Posey and Steinmann accentuate the breasts of their most attractive actresses -- a waitress named Lana (Rebecca Wood-Sharkey) flashes herself in front of a mirror, Tina lies naked on a blanket after sex, and Robin likes to sleep shirtless and braless even on a stormy night -- yet elect to water down the violence to avoid a possible NC-17 rating. Unfortunately, while they water it down to their desired R, they sap out much of the shock value. Some of the kills are conceptually creative -- Roy gouges out Tina's eyes with a pair of hedge shears, straps a leather belt around Eddie's eyes, inserts a branch through the metal ring, and repeatedly twists the branch around, crushing the belt into his eyes, until it snaps off, and shoves a lit road flare into Vinnie's mouth -- but visually unremarkable, thanks partly to editor Bruce Green cutting away at the moment of penetration or not lingering long enough on a morbid visual. 

Roy is gifted a variety of weapons (a machete, cleaver, metal pole), but the majority of the kills themselves consist of generic stabs to the stomach or slashes across the throat. Posey shows a machete stabbing upward through the bottom of a top bunk bed, Green cuts to a close-up of Robin's anguished face, her eyes slowly closing, then back to the bloody machete sliding out from under the bed. As Jake sulks down the upstairs hallway, Green suddenly cuts to a close-up of an upraised cleaver, and once it's slammed down, he cuts to an exterior shot of the halfway house. As a method to draw attention away from the gore and onto the reactions of the victims, Posey zooms in quickly on widened eyes just before or in response to a stabbing or slashing. On a few occasions, an axe or machete will penetrate a stomach, and Green will cut to a reaction shot of the victims grimacing before their bodies limply descend. 

Three murders transpire entirely off-screen, relayed through shots of the victims' corpses: Matt is nailed through the forehead to a tree with a bloody slit in his throat, George is tossed through a window with his eyes gouged out, and Nita is left lying on the ground with her throat slashed. Demon boasts the most viscerally impactful and relatively upsetting kill for a few reasons: (1) the outhouse is a claustrophobically confined and inherently nasty place to die, (2) Demon is easily the liveliest and most endearing character in the whole movie, and (3) the kill itself is brutal: a metal pole puncturing the walls and stabbing him in his leg and through his stomach as tears stream down his slack-jawed face.

As a shorthand for Tommy's trauma and paranoia, director Steinmann overly depends on hallucinations of the real Jason: a mirror reflection of him standing behind Tommy wielding a bloody axe, standing in the front yard of the house looking up into his bedroom window, standing in front of his hospital bed.
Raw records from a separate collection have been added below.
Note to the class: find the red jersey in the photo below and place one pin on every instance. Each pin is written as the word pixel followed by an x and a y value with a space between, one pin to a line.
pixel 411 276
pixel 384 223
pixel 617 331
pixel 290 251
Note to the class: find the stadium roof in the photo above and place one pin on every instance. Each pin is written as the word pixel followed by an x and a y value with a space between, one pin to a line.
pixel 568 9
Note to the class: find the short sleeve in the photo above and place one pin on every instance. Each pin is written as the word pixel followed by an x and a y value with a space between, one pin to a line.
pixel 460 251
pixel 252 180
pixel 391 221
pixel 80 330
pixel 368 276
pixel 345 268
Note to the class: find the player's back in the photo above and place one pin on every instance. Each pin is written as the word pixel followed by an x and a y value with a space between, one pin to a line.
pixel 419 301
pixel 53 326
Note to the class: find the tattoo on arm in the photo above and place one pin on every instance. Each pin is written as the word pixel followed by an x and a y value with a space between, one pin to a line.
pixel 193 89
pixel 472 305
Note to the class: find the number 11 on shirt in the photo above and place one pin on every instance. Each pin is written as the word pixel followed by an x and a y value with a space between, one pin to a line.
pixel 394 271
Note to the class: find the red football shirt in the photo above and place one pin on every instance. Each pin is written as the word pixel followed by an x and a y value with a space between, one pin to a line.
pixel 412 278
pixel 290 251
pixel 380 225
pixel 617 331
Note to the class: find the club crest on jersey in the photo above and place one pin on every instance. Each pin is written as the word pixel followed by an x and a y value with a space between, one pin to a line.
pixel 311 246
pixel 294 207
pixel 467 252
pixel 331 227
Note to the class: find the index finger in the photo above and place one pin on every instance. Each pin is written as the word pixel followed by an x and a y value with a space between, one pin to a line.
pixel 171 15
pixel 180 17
Then he disappears every time Tommy turns around or closes and reopens his eyes. These visitations are transparently unreal, the figments of a severely traumatized imagination, and Steinmann deploys them more for cheap, thoroughly ineffective jump scares than to earnestly explore Tommy's gradually deteriorating psyche. 

Harry Manfredini returns to contribute his fifth consecutive orchestral score, spicing it up with brass that misguidedly glorifies Roy's appearances. It's bombastic, ear-piercing, and overused, at one point playing over an exterior shot of Pam simply driving Reggie and Tommy to Demon's trailer park. There's no element of danger in this scene, so there's no reason Steinmann needed to musically deceive us into believing otherwise. 
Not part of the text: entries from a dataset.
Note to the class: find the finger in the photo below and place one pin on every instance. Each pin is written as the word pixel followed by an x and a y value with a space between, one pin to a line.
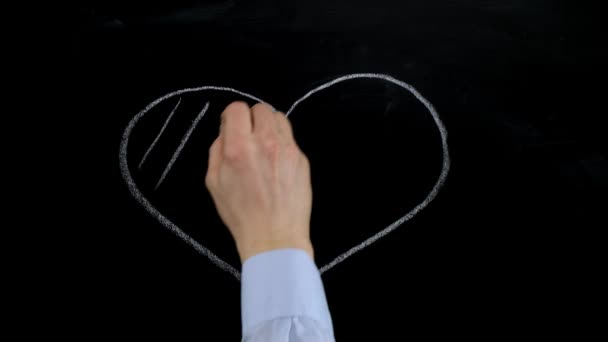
pixel 265 122
pixel 236 124
pixel 215 157
pixel 285 128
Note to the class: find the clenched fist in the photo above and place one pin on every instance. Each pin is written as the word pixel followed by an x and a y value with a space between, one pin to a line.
pixel 259 180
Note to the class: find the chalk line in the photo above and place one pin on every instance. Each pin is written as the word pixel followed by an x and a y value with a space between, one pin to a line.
pixel 141 199
pixel 159 133
pixel 444 171
pixel 136 193
pixel 181 145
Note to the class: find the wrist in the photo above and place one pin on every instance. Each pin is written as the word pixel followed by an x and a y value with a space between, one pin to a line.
pixel 247 250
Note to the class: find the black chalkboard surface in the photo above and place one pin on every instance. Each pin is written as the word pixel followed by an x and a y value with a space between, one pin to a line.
pixel 513 83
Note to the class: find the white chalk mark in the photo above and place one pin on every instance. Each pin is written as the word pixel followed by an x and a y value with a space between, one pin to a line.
pixel 444 171
pixel 159 134
pixel 221 263
pixel 181 145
When casting was underway for A New Beginning, the script was sent out under the working title, "Repetition," and many of the actors were unaware they would be acting in a Friday the 13th installment until after they were cast in their roles. While definitely less marketable than A New Beginning, "Repetition" would have at least been a much more honest subtitle, as that's exactly what this misbegotten fifth installment offers a dispiriting exercise in.